Comment by acangiano

15 years ago

I fully agree with you, but their lawyers may not.

Publicly acknowledging his contribution to their commercial success may be ground for a multi-million dollar lawsuit.

Yes, he's never going to sue them. Yes, the open source license says that they could use the software for commercial purposes. But large companies get sued all the time, often settling when dealing with lawsuits with even less merit than this one would have. So lawyers may have cautioned the executives against making ceremonies for the engine's developer.

This doesn't mean that it's the best strategy. Lawyers often fail to understand PR issues. In this case, giving the guy credit is the right thing to do in order not to tarnish their image and deal with the issue in a mature manner.

> Publicly acknowledging his contribution to their commercial success may be ground for a multi-million dollar lawsuit.

For abiding by the terms of the license? Unless the law diverges from common sense significantly here (we all know it does, but this is a stretch), there's no grounds for a suit here at all, with or without a nod in his direction.
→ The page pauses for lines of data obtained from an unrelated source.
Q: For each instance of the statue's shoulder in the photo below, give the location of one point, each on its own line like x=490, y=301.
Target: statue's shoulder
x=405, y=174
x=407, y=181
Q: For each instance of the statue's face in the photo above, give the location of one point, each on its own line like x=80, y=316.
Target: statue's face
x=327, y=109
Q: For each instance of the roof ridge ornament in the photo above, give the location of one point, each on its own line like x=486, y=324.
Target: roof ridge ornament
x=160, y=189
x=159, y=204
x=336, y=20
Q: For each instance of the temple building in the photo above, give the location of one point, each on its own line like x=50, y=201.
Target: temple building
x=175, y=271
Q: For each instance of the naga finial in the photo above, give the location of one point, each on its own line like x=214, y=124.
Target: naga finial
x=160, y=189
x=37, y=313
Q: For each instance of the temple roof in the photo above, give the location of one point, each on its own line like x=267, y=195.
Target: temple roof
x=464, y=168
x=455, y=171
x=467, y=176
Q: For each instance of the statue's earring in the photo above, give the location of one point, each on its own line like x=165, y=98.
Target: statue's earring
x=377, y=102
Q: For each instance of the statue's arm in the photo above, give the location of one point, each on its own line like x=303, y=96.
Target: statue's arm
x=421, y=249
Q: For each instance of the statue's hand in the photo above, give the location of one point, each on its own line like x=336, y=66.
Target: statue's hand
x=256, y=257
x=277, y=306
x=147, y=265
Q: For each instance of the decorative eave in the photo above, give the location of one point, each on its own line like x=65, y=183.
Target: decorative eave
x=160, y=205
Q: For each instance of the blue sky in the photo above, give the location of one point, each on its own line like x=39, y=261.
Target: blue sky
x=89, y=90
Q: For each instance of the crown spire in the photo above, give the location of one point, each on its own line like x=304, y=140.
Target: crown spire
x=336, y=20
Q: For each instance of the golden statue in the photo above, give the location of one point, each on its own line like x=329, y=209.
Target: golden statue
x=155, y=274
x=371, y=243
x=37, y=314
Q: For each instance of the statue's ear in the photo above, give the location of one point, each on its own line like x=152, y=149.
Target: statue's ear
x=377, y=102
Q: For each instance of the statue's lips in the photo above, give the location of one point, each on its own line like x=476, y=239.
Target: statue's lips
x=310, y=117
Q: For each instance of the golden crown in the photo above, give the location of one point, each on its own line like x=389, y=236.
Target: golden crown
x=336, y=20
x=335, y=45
Any attempt would probably be simultaneously (1) rapidly terminated and (2) expensive for the plaintiff.

"Use this how you want, really. If your product makes a significant amount of money, though, and you point out that you use my software, you're at liability to me."

Not buying it. Maybe I'm naive -- and it certainly wouldn't be the first time -- but if that were true I feel like there'd be far less money makers built upon open-source. Wouldn't that pretty much end "powered by Linux"?

  • Don't get me wrong, I don't dispute that this would be a frivolous lawsuit. I just wanted to mention the possibility that their actions may be guided by overly cautious lawyers.

    I'll give you a practical example. If you work for the average software company, you can pretty much use any open source software and redistribute it freely according to the terms of the license. If you work for a company like IBM, there is a few month long process to get an approval by a committee, who will evaluate the license, the code's pedigree, and so on.

    Regardless of what the license says, the process is intentionally overly cautious to prevent a random developer from accusing a multi-billion dollar company of using his code.